People naturally pay more attention to negative thoughts and feelings than to positive ones. It’s the way our brains work, and social scientists call it negativity bias. It’s all about how bad thoughts and experiences weigh more heavily on us than good ones do.
There’s a good reason we’ve evolved a negativity bias: It has helped us survive. When we hear a rustling in the woods, it’s wiser to think the worst – that’s it a tiger or bear – until we know otherwise. Usually, it will be nothing, but once in a while, thinking the worst will save our lives.
We’re not often chased by lions, tigers, or bears anymore, but our negativity bias has stayed with us all these millennia. It’s why negative advertising works. The negative traits we hear about are much easier to remember than the positive ones. It’s why marketers know that they just need to mention a few negatives about a competitor’s product to get people to switch.
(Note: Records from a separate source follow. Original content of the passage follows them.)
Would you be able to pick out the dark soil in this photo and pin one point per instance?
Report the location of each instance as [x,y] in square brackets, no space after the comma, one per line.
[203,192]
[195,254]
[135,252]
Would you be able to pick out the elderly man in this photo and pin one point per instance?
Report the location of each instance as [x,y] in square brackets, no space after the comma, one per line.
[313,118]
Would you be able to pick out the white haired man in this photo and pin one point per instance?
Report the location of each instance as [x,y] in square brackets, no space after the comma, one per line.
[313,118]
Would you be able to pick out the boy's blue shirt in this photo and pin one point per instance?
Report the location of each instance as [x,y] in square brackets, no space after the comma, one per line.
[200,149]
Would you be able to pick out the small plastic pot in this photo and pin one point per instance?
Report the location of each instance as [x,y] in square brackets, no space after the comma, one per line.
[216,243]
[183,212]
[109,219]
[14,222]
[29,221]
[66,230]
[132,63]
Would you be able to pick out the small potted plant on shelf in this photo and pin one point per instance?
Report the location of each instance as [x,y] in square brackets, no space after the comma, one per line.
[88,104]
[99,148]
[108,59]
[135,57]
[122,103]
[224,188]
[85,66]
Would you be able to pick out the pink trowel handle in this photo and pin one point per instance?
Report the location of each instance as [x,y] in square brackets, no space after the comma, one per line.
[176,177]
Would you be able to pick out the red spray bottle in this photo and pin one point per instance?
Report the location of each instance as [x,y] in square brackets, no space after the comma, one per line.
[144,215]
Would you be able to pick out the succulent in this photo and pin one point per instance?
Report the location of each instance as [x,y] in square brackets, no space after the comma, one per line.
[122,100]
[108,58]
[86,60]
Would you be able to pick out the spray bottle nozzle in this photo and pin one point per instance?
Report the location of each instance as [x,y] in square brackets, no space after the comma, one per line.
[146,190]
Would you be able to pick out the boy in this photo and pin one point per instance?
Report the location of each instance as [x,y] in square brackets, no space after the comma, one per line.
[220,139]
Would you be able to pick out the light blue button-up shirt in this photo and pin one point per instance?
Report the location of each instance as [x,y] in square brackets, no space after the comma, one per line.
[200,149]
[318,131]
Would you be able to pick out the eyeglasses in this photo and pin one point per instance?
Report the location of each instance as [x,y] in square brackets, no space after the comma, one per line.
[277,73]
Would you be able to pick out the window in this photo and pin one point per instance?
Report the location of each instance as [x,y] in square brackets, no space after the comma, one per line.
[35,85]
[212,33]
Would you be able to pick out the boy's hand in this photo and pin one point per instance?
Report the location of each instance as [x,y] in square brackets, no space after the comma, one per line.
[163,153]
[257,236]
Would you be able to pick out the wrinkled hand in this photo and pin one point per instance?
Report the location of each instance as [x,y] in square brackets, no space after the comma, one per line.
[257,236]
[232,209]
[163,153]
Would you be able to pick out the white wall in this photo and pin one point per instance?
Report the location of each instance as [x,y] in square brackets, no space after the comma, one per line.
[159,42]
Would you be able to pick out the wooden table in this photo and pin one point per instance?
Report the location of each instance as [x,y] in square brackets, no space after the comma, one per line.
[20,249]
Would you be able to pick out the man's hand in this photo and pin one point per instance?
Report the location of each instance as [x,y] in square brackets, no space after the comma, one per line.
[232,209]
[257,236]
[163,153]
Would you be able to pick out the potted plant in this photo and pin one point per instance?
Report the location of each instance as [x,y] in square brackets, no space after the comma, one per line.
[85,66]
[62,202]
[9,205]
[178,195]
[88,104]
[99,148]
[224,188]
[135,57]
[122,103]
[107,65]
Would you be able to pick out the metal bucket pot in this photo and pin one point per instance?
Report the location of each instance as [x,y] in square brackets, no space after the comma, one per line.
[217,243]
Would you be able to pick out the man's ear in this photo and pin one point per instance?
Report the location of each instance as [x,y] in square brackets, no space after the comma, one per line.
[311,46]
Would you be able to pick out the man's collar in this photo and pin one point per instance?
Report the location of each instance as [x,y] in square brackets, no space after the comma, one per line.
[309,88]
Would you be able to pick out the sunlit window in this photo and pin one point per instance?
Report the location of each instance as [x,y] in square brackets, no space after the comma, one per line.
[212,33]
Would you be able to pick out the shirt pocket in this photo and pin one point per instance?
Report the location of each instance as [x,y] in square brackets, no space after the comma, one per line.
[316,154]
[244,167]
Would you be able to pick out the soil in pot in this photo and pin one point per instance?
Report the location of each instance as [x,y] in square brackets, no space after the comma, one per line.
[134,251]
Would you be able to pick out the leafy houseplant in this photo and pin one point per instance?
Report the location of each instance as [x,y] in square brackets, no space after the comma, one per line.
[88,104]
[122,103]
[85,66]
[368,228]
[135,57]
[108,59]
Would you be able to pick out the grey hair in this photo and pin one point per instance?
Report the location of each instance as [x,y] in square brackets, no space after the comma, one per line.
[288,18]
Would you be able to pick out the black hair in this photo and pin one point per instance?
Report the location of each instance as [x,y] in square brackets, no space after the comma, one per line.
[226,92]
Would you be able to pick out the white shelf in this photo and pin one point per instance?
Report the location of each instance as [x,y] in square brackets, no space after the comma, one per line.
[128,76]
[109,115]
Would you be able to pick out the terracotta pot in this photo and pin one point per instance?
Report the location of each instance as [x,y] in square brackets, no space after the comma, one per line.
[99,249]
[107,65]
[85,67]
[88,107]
We are ever wary of what could go wrong.
In a recent paper, Zakary Tormala and Aaron Snyder of the Stanford Graduate School of Business found that when we’re trying to make a rational decision and list the “pros” and “cons” around an issue, the cons carry more weight with us – even if the positives and negatives seem equally relevant and compelling. For example, pointing out a few negatives about a really great job candidate make us much more uncertain about our opinions than the opposite would – pointing out the really good traits of a weaker job candidate.
That has a lot of implications for how we market products and how we persuade people to make a decision in our favor. And the implication for investment? Perhaps it’s that it’s important to keep the negatives in perspective.
Investors think about negatives all the time. They train themselves to consider all the things that can go wrong because they must. Doing so is an essential part of being a good investor. But at the same time, investors also must think carefully about the glaring flaws that others see so readily — and consider whether they really are so glaring.
It often is easier to see what’s wrong with something than what’s right. It can be easier to tear apart another person’s investment thesis than to come up with a positive one on your own. And it very often is easier to run for the hills when bad news hits than it is to stay the course when you should.
No investment is perfect. If it were, then its price would be too rich to make for a good opportunity. And if something comes at a bargain price, it almost always is cheap for a reason. Value investors know that cheap stocks get cheap because they have flaws that have been identified and widely recognized. The challenge is to understand the flaws you can live with while getting the bigger things right.